Equipment maker Enterasys Networks Inc. last week announced that it has sold network management software company Aprisma Management Technologies Inc. to a buyout firm in a move intended to help Enterasys better focus and Aprisma position itself as hardware-agnostic.
Enterasys had planned to spin off Aprisma months ago, but that effort was delayed by a U.S. Securities and Exchange Commission (SEC) investigation into Enterasys accounting practices. Enterasys has been reeling since February, when it announced it was being investigated.
The company has laid off about one-third of its staff, and several top executives have resigned.
The sale of Aprisma to Gores Technology Group Inc. of Los Angeles "strengthens our focus on Enterasys' core business, the network needs of enterprise customers," CEO Bill O'Brien said in a statement.
As for Aprisma, the company says it will continue with its focus on service-level management.
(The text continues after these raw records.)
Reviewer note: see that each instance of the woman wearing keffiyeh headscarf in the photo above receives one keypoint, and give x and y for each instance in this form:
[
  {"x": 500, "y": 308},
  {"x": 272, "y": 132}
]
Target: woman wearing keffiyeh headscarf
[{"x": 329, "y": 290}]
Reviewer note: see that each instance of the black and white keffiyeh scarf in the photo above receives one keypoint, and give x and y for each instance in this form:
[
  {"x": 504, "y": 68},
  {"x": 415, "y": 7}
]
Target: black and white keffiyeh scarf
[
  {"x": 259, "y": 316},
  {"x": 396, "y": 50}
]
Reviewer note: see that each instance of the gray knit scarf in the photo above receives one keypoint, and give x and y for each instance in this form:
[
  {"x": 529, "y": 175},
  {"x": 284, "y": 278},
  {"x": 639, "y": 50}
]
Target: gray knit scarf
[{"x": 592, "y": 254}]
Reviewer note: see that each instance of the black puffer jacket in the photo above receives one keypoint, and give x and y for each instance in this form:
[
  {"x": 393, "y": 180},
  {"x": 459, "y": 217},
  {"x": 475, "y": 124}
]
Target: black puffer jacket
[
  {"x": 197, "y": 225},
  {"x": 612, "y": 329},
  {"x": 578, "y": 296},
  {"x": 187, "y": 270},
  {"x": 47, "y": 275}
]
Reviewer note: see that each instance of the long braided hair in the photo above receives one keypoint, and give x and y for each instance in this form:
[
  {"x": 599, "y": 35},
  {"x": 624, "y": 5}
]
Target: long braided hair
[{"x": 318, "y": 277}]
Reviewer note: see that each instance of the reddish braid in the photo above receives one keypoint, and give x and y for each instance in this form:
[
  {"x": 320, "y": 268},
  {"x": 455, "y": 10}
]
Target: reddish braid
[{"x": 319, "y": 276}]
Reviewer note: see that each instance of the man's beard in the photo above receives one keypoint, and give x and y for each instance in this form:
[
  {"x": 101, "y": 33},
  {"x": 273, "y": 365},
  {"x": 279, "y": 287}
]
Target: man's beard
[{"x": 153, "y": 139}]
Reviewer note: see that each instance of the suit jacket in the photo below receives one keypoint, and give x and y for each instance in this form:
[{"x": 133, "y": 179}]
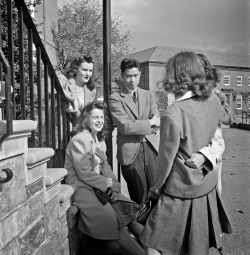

The SEC investigation will follow Aprisma into its independence. Zeus Kerravala, a vice president at The Yankee Group, says Aprisma will benefit from the sale.
"In some ways, I think the company has missed its opportunity because it remained under Enterasys for too long, and [Enterasys'] recent image problem is affecting all the former Cabletron (Systems Inc.) companies," Kerravala says. "And the bright spot for Aprisma is that it's moving out of the shadow of Enterasys."
Aprisma CEO Mike Skubisz said in a statement that separating from Enterasys should better enable Aprisma to strike deals with other companies. Gores will provide Aprisma with the financial stability it needs to compete effectively, he said.
Gores will acquire all Aprisma's assets, customers, products and employees in the transaction, though Aprisma's headquarters will remain in Portsmouth, N.H.
Aprisma, like Enterasys, has been struggling. The company, known for its Spectrum management products, laid off 15 percent of its staff earlier this year.
Kim Kloskey, lead WAN data network engineer at Aurora Health Care in Milwaukee and a Spectrum software user, says she is optimistic about the purchase.
"It is a positive move and allows for hopefully additional development of the Spectrum software in strategic areas that we at Aurora are concerned about," Kloskey says. She says Aprisma informed customers in advance that it was looking for private investors to help it gain independence from Enterasys.
Aprisma and Enterasys initially were spun off from Cabletron when the company announced a major restructuring in February 2000, under which it divided into four parts. Global Network Technology Services and Riverstone Networks Inc. were the other two spinoffs.